Depois de viver sua adolescência no município catarinense de Biguaçu,
mudou-se para Florianópolis onde, nas décadas de 1940 e 50, integrou
o movimento modernista nas artes catarinenses: o Grupo Sul - sobre o significado
deste Grupo para a história das artes e da literatura precisaremos de
um capítulo à parte. Juntamente com sua esposa, a também
escritora Eglê Malheiros, Salim escreveu o roteiro do primeiro longa-metragem
catarinense, o filme "O Preço da Ilusão". Em 1965, depois
de ser preso pelo Regime Militar (experiência que conta no livro "Primeiro
de Abril: Narrativas da Cadeia"), mudou-se para o Rio de Janeiro, onde
editou a revista Ficção e trabalhou para a Editora Bloch. Retornou
para Santa Catarina em 1979. Jornalista renomado com passagem por diversos jornais
e revistas nacionais, dentre as quais está a extinta Manchete, Salim
Miguel dirigiu também a editora da Universidade Federal de Santa Catarina
e a Fundação Cultural Franklin Cascaes. É autor com mais
de 30 livros publicados, entre contos, crônicas, romances, depoimentos
e impressões de leitura, dos quais se destacam: "A Morte do Tenente
e Outras Mortes", "A Voz Submersa", "Nur na Escuridão",
"A Vida Breve de Sezefredo das Neves, poeta" (indicado para o Prêmio
Jabuti), "Mare Nostrum" e "Jornada com Rupert". Recebeu
o título de Doutor Honoris Causa pela UFSC e foi reconhecido como intelectual
do ano pela União Brasileira dos Escritores e Folha de S. Paulo, recebendo
o Troféu Juca Pato. Recentemente recebeu o prêmio Machado de Assis
pelo conjunto da obra, reconhecimento máximo conferido pela Academia
Brasileira de Letras.
Difícil indicar apenas um livro de Salim Miguel, cuja obra variada e
consistente, explora diferentes gêneros e, em alguns momentos, ousa o
experimentalismo, como no caso da novela "As Confissões Prematuras".

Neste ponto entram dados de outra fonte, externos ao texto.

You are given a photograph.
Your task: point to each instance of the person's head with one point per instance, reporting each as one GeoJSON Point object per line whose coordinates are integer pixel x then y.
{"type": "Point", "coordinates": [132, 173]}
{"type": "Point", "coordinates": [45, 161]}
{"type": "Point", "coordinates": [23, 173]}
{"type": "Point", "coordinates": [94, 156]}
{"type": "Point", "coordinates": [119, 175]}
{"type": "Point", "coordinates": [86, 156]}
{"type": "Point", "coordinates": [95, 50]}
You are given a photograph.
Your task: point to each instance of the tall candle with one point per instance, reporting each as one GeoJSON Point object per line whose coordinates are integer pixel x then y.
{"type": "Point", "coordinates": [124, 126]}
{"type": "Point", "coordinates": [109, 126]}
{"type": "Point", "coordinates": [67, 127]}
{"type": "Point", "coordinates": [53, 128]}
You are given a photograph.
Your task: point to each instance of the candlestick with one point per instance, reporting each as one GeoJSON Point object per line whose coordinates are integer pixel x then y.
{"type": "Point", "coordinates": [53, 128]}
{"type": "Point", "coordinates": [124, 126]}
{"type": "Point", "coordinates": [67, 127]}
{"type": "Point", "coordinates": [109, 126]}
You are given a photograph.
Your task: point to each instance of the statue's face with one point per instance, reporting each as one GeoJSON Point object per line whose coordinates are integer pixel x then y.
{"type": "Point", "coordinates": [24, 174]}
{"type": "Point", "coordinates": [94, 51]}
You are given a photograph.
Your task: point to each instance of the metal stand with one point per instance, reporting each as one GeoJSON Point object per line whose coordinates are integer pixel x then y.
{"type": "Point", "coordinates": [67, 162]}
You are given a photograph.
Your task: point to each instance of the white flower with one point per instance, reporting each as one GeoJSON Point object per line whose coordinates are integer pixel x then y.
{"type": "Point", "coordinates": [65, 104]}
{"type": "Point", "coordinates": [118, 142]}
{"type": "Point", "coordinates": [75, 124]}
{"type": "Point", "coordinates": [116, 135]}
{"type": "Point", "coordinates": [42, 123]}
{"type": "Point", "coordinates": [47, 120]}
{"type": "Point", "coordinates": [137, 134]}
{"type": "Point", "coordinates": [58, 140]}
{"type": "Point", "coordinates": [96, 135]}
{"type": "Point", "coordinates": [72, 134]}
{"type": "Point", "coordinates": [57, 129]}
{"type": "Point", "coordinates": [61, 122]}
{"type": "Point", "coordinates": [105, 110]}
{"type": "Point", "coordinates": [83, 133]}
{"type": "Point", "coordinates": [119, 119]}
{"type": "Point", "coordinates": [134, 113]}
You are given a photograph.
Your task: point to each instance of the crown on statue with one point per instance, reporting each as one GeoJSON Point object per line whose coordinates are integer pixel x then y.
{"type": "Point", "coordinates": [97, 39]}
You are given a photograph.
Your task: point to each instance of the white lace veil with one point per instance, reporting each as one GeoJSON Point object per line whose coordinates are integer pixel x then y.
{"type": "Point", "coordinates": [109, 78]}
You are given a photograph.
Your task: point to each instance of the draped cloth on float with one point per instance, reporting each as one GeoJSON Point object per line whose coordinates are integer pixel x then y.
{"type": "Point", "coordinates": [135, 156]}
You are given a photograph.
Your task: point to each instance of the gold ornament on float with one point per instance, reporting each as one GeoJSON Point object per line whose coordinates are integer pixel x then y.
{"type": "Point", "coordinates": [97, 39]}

Entretanto, queremos sugerir aqui a leitura do romance "Nur na Escuridão",
cuja primeira edição veio à luz em 2004.
Em "Nur na Escuridão" (Nur, em árabe, significa luz),
Salim conta a história de uma família de imigrantes árabes
que emigra para o Brasil, na década de 1920, e depois se instala definitivamente
em Santa Catarina. Elementos autobiográficos do autor se misturam à
ficção, aspecto recorrente em suas obras, o que confere a este
romance um grande nível de dramaticidade e humanidade. Logo no primeiro
capítulo somos apresentados à angústia de um pai de família
libanês que desembarca com toda sua família e pertences no porto
do Rio de Janeiro, sem conhecer uma palavra de português ou qualquer outro
idioma que não fosse o árabe, desprovido de informações
sobre o Brasil e, no bolso, apenas um papel com o endereço incorreto
de um parente seu. O torvelinho de pessoas, a barreira da língua e da
cultura, os filhos, esposa e pertences espalhados na calçada e a indefinição
de um destino, dão a idéia das dificuldades que estes personagens
enfrentarão na construção de suas histórias em terras
catarinenses.
Ao abordar literariamente a imigração libanesa, Salim Miguel,
contribui com o aprofundamento do debate acerca da constituição
deste povo miscigenado, dá um caráter de novidade a uma literatura
que sempre teve nos elementos germânico, açoriano e italiano sua
principal matéria-prima e dialoga inteligentemente com a história
brasileira.
Vale a pena ler "Nur na Escuridão", um clássico nascido
das mãos e da criatividade deste líbano-biguaçuense.